The State of the American Veteran: The Chicagoland Veterans Study, conducted by the University of Southern California (USC) School of Social Work Center for Innovation and Research on Veterans & Military Families (CIR) and in partnership with Loyola University Chicago School of Social Work, is an effort to provide data-driven recommendations for serving the large population of veterans residing in Chicago and the surrounding area. Service members encounter a series of needs as they transition out of the military. These include securing employment and housing, addressing physical or mental health issues and adjusting to civilian culture. The ease through which this transition is made has a profound impact on post-service well-being. In an effort to examine how Chicagoland veterans have managed this transition as well as the current state of their overall needs, the Chicagoland Veterans Study surveyed 1,294 veterans living in Cook, DuPage, Lake and Will counties. In addition, focus group interviews were conducted to supplement the findings from the survey.

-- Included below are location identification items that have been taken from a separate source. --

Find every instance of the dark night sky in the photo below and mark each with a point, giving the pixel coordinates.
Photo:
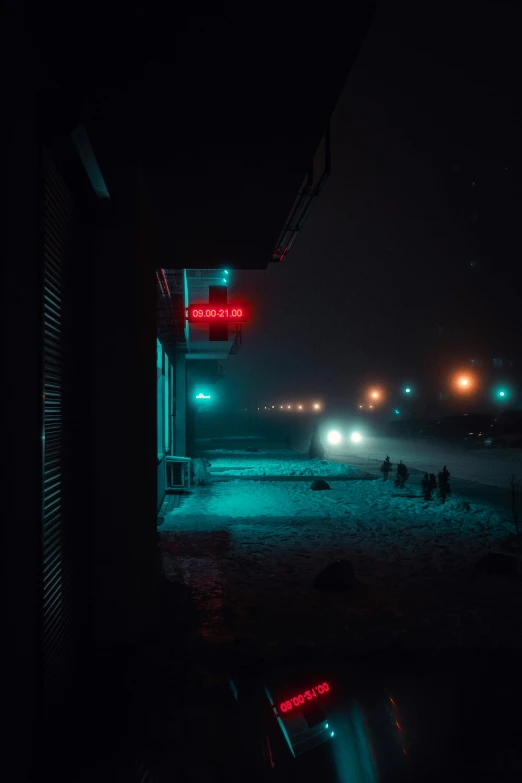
(386, 254)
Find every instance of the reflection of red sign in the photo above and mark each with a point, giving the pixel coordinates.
(301, 698)
(208, 313)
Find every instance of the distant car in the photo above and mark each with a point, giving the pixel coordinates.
(506, 431)
(472, 428)
(411, 428)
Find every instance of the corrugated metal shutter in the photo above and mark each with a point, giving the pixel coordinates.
(56, 565)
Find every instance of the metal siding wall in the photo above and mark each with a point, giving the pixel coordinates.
(56, 553)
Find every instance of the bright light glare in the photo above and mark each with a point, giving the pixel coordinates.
(334, 437)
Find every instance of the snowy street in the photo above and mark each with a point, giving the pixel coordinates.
(491, 467)
(250, 544)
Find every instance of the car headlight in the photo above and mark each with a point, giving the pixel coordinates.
(334, 437)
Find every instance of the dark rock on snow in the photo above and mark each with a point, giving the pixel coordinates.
(496, 563)
(337, 576)
(320, 484)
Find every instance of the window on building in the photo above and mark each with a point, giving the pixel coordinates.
(167, 403)
(160, 400)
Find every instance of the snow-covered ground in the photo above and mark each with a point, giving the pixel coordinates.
(281, 462)
(486, 466)
(250, 550)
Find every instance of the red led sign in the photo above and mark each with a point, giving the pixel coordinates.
(206, 313)
(300, 698)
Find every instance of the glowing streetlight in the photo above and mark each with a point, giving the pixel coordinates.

The findings from the current study closely mirror those observed from similar studies conducted in Southern California in Los Angeles and Orange counties (Castro, Kintzle, & Hassan, 2014). That many findings and recommendations are similar across cities and states is critically important as it indicates a national veteran transition effort is needed and that veteran transition is not just an issue for a single city or state. Further, commonalities across cities and states indicate a broader systemic issue, which will require systemwide changes.
Many service members leaving the military and relocating to Chicagoland are not prepared for the transition, and as a result struggle during the transition processes. This lack of preparation when leaving the military was also seen among veterans in Los Angeles County. While most Chicagoland veterans leave the service without a job (65% for post-9/11 veterans), slightly lower to what was seen in the Los Angeles County Veterans Study (nearly 80% for post-9/11 veterans) and there were fewer Chicagoland veterans seeking employment compared to veterans in Los Angeles County, 13.1% versus 28%, respectively, Chicagoland veterans reported earning significantly less pay than veterans from Los Angeles County. Thus, it is important to go beyond whether a veteran is or is not employed, but to consider whether the veteran is employed in a well-paying job.
Chicagoland veterans also reported significant housing distress and food insecurity. That 19% of post-9/11 veterans reported being homeless in the past year was surprising. In addition to the housing distress of post-9/11 veterans, food insecurity was also reported by one out of every 10 post-9/11 veterans. Together, housing and food distress might serve as an indicator for the relatively low earnings reported among Chicagoland post-9/11 veterans.